Use (or calculate) the moment of inertia of a thin plate and the parallel axis theorem.

yes ? so what do you mean by that, I already said that I am taking into account the moment of ineratia of the whole plate right? because if I were to look at it in 2D it would just look as if it's a rod which it is not no?
The figure below shows a rod of length ##L## and mass ##M##. Next to it is a plate of height ##L## and mass also ##M##. The two objects are very thin in the direction into the screen. The moment of inertia of the rod about the dotted line AB is ##I_{\text{rod}}=\frac{1}{3}ML^2.##

What is the moment of inertia of the plate about the same axis? • erobz
It seems that the moment of the spring is to be considered constant with respect to the opening angle, according to the wording of the problem, not sure.
For a torsion spring, Hooke's law is ##\tau=\kappa \theta## where ##\tau## is the torque, ##\kappa## is the (torsion) spring constant and ##\theta## is the angle. The elastic torque is proportional to the angle. You can find the spring constant from the equilibrium condition, as for any (linear) spring problem.

• Lnewqban
For a torsion spring, Hooke's law is ##\tau=\kappa \theta## where ##\tau## is the torque, ##\kappa## is the (torsion) spring constant and ##\theta## is the angle.
You mean ##\tau=-\kappa \theta## because it is a restoring torque.

You can find the spring constant from the equilibrium condition, as for any (linear) spring problem.
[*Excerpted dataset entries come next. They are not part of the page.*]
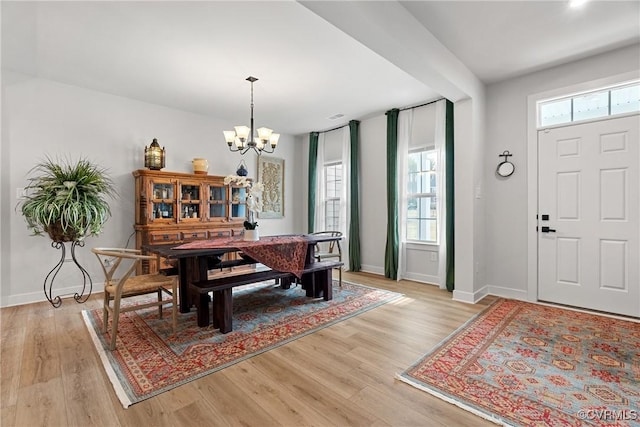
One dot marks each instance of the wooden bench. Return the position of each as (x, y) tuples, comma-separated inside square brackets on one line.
[(316, 280)]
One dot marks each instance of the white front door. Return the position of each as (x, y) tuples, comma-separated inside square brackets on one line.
[(588, 200)]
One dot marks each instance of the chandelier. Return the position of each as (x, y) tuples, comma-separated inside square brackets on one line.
[(243, 138)]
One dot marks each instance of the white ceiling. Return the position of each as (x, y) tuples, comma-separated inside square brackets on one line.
[(195, 56)]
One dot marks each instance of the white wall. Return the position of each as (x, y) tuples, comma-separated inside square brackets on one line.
[(41, 117), (508, 225)]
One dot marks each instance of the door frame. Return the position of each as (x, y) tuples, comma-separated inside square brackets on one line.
[(532, 164)]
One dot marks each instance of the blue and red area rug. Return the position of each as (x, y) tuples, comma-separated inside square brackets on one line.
[(526, 364), (150, 359)]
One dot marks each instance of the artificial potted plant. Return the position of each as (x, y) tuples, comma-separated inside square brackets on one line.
[(66, 199)]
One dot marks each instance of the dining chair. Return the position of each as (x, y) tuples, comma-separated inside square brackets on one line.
[(123, 263), (331, 249)]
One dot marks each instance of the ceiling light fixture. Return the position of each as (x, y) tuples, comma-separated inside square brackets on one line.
[(576, 3), (243, 139)]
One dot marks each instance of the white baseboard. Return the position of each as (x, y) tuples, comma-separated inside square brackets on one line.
[(470, 297), (35, 297), (500, 291), (423, 278), (372, 269)]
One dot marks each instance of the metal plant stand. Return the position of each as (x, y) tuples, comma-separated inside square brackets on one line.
[(48, 281)]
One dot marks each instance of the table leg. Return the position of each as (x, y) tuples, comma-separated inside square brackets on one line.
[(223, 302), (203, 310), (327, 285), (185, 279)]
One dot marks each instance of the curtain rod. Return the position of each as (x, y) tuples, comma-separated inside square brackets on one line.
[(329, 130), (401, 109), (422, 105)]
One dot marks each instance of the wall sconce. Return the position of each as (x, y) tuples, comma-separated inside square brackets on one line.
[(154, 156)]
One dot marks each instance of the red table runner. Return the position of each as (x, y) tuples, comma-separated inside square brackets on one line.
[(281, 253)]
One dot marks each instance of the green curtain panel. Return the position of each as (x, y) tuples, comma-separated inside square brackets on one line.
[(354, 220), (393, 240), (313, 156), (450, 279)]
You mean τ=−κθ because it is a restoring torque.
The spring constant is provided in the problem.
What is not provided is the unstretched origin vis. $$\tau=-\kappa (\theta-\theta_0)$$

• haruspex
It tells you at what angle is the equilibrium position under the torque produced by the weight of the lid.

It tells you at what angle is the equilibrium position under the torque produced by the weight of the lid.
As @hutchphd notes, you cannot determine the constant from that without a second datum, such as the relaxed angle.

It seems that the moment of the spring is to be considered constant with respect to the opening angle
That doesn’t work. It could not be in equilibrium at an elevated angle.

Will the moment of intertia be the same then?
You can think of the plate as a lot of rods in parallel. Their moments of inertia, about the same axis, add up, just like their masses do.

...
That doesn’t work. It could not be in equilibrium at an elevated angle.
I stand corrected.

As @hutchphd notes, you cannot determine the constant from that without a second datum, such as the relaxed angle.
On the illustration it says $$\kappa= 20 Nm/rad$$ so you have what you need

On the illustration it says $$\kappa= 20 Nm/rad$$ so you have what you need
Yes, I was responding to the apparent implication in post #12 that it could be deduced from the equilibrium angle.